Arsenio Rodríguez

El padre del conjunto cubano moderno — Arsenio Rodríguez transformó el son añadiendo la conga, una segunda trompeta y un montuno de piano al septeto tradicional, creando la plantilla que definiría la música popular cubana durante generaciones.

Sobre el artista

Nacido en Güira de Macurijes, Matanzas, Arsenio quedó ciego desde la infancia tras recibir la coz de una mula.

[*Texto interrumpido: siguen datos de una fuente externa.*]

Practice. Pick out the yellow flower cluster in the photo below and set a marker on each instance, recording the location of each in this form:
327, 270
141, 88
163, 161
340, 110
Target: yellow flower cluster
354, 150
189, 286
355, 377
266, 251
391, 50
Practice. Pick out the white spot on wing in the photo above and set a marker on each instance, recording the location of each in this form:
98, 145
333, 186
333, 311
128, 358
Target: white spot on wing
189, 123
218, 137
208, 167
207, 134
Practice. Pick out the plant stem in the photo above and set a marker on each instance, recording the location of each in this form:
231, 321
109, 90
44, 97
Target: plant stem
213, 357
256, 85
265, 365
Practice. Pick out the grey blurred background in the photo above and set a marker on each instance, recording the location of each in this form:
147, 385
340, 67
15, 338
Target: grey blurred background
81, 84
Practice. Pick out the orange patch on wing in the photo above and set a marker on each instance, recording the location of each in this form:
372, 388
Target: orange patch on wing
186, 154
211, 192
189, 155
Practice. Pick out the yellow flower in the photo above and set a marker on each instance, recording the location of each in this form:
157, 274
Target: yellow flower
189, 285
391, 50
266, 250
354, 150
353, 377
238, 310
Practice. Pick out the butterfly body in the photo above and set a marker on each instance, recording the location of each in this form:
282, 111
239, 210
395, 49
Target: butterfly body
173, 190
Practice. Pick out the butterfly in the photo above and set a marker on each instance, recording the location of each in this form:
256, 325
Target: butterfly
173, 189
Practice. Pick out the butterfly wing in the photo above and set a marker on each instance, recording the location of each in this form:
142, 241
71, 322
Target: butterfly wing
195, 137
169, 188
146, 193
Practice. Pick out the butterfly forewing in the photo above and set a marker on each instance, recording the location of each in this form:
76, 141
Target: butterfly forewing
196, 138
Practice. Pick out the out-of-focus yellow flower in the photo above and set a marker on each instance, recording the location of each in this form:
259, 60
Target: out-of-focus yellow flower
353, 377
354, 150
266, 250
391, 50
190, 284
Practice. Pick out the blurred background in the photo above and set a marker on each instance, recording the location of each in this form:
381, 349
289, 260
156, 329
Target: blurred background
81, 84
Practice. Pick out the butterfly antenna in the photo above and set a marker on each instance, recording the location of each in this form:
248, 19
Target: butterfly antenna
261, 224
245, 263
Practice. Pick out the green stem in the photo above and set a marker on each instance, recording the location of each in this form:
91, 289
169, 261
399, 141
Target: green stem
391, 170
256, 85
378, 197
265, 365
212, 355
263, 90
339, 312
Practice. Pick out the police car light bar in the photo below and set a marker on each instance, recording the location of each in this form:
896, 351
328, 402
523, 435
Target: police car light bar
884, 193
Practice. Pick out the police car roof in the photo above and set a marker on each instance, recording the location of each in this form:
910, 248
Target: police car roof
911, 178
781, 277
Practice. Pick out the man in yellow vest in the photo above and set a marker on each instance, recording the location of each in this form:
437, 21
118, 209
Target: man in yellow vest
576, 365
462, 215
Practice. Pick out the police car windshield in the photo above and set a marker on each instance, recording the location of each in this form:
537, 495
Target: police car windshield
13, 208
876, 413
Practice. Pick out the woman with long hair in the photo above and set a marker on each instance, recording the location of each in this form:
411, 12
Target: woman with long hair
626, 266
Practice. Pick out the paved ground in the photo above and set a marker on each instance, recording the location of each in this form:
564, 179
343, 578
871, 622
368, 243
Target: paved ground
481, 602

A pesar de ello, se convirtió en uno de los músicos más innovadores de la historia cubana. Su contribución más importante fue reestructurar el conjunto sonero: ampliar el septeto a un conjunto completo con conga, piano y metales ampliados. Este nuevo formato — más potente, rítmicamente más complejo, con un instrumento dedicado a las frecuencias graves — se convirtió en el estándar para las bandas de baile popular cubanas.

Sus composiciones, incluyendo Bruca Maniguá, Fuego en el 23 y Dundunbanza, son pilares del repertorio sonero. Arsenio también estaba profundamente vinculado a las tradiciones religiosas afrocubanas, y su música llevó esos ritmos y referencias al mainstream popular. Pasó sus últimos años en Nueva York, donde su conjunto influyó en lo que acabaría convirtiéndose en la salsa.